Allow others to be in the leadership role if you want them to act like a leader. Allow them all the opportunities the role provides, both the positive and negative. “No one likes to take orders,” Dale Carnegie wrote in his acclaimed book, How to Win Friends and Influence People.

Carnegie’s story of dining with Ida Tarbell gives a very important strategy for how to change current processes and support the growth of leaders: We can leave room for associates to learn from their mistakes. He explained that such a technique makes it easy for a person to maintain their pride while contributing to the end goal and “encourages cooperation instead of rebellion.” It makes someone be aware of problems, sometimes even before they reach fruition, and to look to themselves for answers. When I took my first position as a collection manager in equipment leasing, I was more than prepared to act as a collector, but I was way out of my depth in equipment leasing. What could have become a very disabling situation was empowering when my manager said, “There’s nothing you can break that we can’t fix.” He knew the perfect measure of freedom to provide to allow room to run without leading to chaos. When I messed up, I had to fix it, but there was never anything that couldn’t be fixed.

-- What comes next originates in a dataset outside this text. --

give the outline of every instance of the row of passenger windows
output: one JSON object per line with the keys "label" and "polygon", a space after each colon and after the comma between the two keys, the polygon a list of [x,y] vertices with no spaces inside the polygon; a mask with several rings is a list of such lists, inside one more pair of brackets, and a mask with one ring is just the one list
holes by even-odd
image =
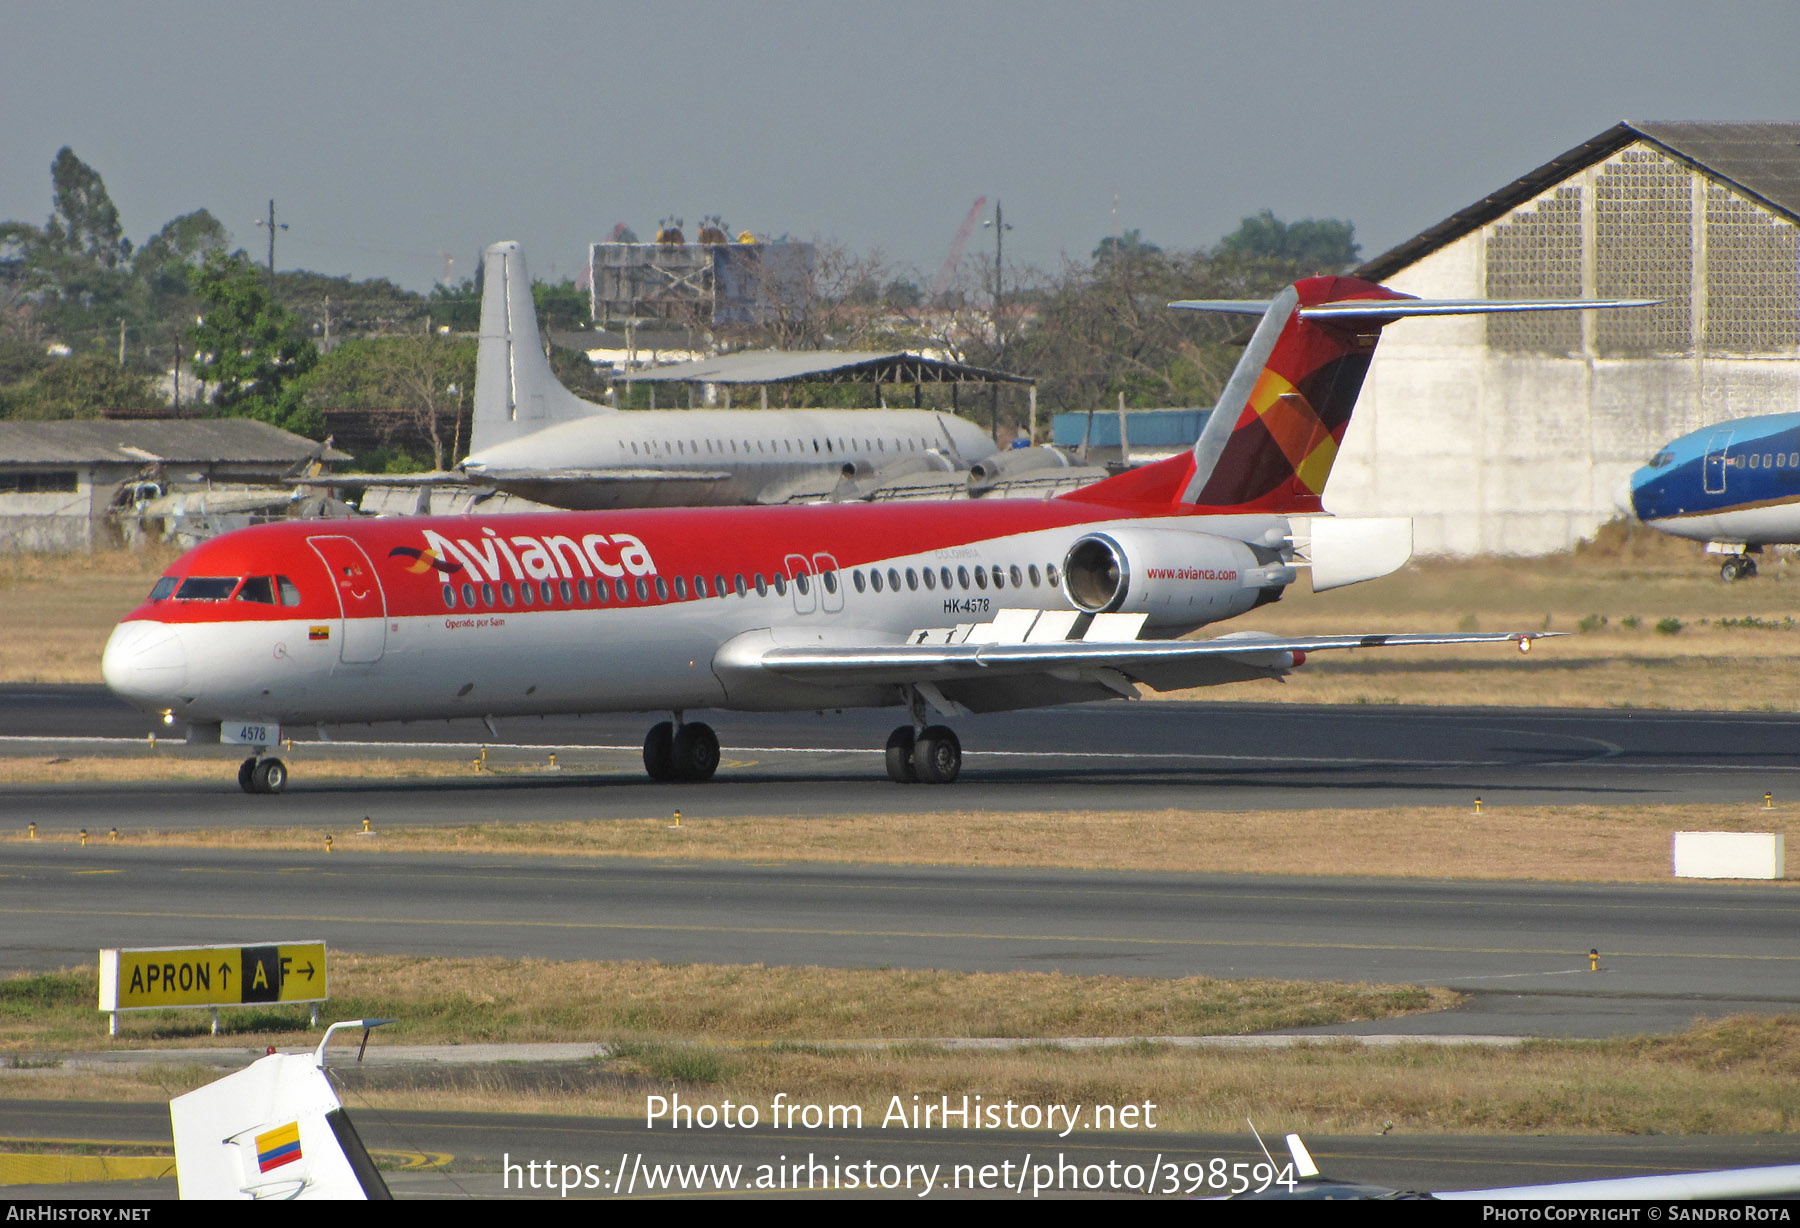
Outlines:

The idea of developing people to grow a business, instead of developing a business to grow people, is a regenerative business idea. Carol Sanford, a published author, consultant and international speaker, brings these ideas to the forefront of business strategy.

In Sanford’s book, The Regenerative Business, she discusses the things that keep businesses in the trenches of old and degenerative business practices. Cost is one inhibitor she discusses and although some higher-level regenerative practices can be costly, we can implement many with no additional cost at all. For example, replacing the practice of top-down performance reviews with regenerative self-review processes.

What far-reaching effects would there be if businesses’ employees were reaching peak performance through creative processes instead of through hierarchal structures stifling self-accountability? The businesses themselves could adjust faster to changes in their industry, avoiding the death stroke of failing to keeping up since society changes faster than they do. The people within the business would lead, not just in their careers, but at home and in their communities. They would have the confidence to assess themselves rather than waiting for feedback from someone else, which sometimes never comes. People would work together with less conflict and make more progress. Morale would be higher. Passion for improvement would stay at the forefront of people’s agenda because passion is fun. More people would like each other, plain and simple.

Now it’s up to you. Will you consider taking an active part in the no cost solution of building strong and smart leaders by reinventing the process of performance reviews? Do you think considering all the ways a business can grow itself and its community is a worthy task? Do you think it’s possible that businesses could be one of the best avenues for growing strong communities?

If this were a top-down performance review, I’d assess all these ideas for you. Since it’s not, I’ll leave these questions up to you, a leader in one of the most important and flexible industries in the world. I encourage you to form your own opinions. I even encourage you to take actions on some of your bright ideas and don’t worry about the mistakes — there’s nothing you can’t fix.


Leslie Brown, CLFP, is the owner of Mak Global Corporation and an 18-year equipment finance professional. She has served as an elected member of the CLFP Foundation board for two years. She is also an active member of the AACFB and has served as a staff writer for the official publication of the AACFB. Brown has become equipment vendors’ “go-to” finance professional while consistently maintaining and growing a strong book of referral business with vendors and borrowers.